La ministre de l'Education nationale Najat Vallaud-Belkacem. — SIPA

La réforme de rythmes scolaires «est compliquée à mettre en place à Marseille, car, disons-le clairement, la volonté politique locale n'a pas forcément été au rendez-vous», a déclaré Najat Vallaud-Belkacem sur France Bleu Provence.

La rentrée a été en effet mouvementée à Marseille. Pendant plusieurs semaines, aucune activité périscolaire n'était organisée le vendredi après-midi, contraignant les parents à récupérer les enfants en milieu de journée.

Après avoir lancé une «expérimentation» dans une quarantaine d'écoles, sur 445, la mairie a finalement annoncé la mise en place d'activités périscolaires dans environ la moitié des écoles de la ville à partir du 7 novembre, et d'ici la fin de l'année pour les autres.

Calcul des aides

Pour se défendre, Jean-Claude Gaudin avait mis en avant le coût de la réforme, entre 22 et 25 millions d'euros, selon lui. La ministre de l'Education nationale a répondu ce mardi matin que «sur près de 7 millions d'euros» que la ville « devra recevoir cette année», elle en percevra «2,2 millions d'euros d'ici fin octobre » et « le reste au printemps, comme pour l'ensemble des villes».

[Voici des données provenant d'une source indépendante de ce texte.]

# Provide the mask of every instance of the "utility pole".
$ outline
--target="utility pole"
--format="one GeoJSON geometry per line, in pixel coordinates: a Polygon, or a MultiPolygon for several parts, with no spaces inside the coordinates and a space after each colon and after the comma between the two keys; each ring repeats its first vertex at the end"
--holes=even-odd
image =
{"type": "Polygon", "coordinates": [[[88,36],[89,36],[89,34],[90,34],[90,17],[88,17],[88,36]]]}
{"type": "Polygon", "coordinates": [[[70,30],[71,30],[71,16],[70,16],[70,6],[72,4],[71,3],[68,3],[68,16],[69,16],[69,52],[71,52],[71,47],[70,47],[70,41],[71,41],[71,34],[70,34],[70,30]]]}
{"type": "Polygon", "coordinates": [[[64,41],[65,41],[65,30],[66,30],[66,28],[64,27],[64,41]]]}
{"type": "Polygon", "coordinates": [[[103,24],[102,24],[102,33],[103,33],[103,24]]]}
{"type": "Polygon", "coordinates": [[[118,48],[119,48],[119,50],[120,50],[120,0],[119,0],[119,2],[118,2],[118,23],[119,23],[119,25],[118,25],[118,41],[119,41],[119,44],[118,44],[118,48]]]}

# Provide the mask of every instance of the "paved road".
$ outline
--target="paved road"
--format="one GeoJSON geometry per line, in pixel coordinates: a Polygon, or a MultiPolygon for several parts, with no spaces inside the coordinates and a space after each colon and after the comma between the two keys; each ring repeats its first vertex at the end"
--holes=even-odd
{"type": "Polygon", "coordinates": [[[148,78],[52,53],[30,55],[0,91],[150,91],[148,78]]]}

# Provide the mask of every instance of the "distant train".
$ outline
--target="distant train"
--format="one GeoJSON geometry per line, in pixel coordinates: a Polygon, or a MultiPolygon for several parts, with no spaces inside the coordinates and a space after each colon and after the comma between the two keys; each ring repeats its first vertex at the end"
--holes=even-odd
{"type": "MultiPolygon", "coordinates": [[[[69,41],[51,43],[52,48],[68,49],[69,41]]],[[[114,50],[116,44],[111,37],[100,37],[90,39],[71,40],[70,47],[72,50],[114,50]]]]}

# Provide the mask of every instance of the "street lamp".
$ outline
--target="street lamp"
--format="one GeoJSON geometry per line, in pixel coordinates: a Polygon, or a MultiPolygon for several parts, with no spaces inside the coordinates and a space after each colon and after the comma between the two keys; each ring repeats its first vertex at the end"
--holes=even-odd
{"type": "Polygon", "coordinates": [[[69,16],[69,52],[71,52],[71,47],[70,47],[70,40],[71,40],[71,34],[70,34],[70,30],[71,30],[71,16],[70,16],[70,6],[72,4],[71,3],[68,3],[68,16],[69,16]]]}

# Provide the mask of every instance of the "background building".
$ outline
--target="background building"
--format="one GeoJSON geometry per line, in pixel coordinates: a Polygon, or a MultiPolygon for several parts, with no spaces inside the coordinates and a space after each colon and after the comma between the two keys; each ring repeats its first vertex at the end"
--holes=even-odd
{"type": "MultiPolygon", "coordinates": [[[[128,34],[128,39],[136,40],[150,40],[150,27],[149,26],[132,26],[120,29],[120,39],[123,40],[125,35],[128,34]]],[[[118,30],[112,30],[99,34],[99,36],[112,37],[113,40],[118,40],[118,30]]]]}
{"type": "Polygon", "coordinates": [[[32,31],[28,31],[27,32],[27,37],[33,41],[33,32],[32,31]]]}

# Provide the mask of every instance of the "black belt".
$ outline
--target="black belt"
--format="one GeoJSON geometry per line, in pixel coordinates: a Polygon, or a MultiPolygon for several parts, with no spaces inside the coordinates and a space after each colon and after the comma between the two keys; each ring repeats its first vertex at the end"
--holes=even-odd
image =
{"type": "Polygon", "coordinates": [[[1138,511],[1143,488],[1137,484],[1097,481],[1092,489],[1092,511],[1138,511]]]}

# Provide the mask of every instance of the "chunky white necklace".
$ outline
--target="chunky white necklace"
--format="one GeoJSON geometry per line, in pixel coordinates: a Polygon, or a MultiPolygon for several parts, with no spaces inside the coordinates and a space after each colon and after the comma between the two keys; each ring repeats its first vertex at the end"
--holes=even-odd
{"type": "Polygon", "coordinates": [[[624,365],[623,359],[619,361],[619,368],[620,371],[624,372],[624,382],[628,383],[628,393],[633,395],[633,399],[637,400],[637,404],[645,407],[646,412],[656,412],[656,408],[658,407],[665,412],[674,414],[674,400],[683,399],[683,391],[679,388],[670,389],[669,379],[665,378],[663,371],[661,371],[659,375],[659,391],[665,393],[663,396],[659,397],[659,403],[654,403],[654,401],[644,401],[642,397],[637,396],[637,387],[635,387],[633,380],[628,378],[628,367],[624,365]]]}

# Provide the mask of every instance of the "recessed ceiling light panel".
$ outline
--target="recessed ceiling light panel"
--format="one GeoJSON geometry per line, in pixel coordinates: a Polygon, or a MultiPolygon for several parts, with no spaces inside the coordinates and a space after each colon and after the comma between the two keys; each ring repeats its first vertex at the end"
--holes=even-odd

«Et encore: cela ne correspond qu'au montant de 90 euros par enfant et par an s'appliquant à elle (...). Si elle jouait le jeu, elle pourrait même prétendre à près de 4 millions d’euros de plus » de la part de la CNAF (Allocations familiales), en agréant des centres de loisirs si elle en ouvrait, a-t-elle souligné.

«Quand la réforme est mal mise en œuvre par manque de volonté politique, ou par mauvaise organisation, elle est même susceptible de creuser les inégalités», a conclu sèchement Najat Vallaud-Belkacem.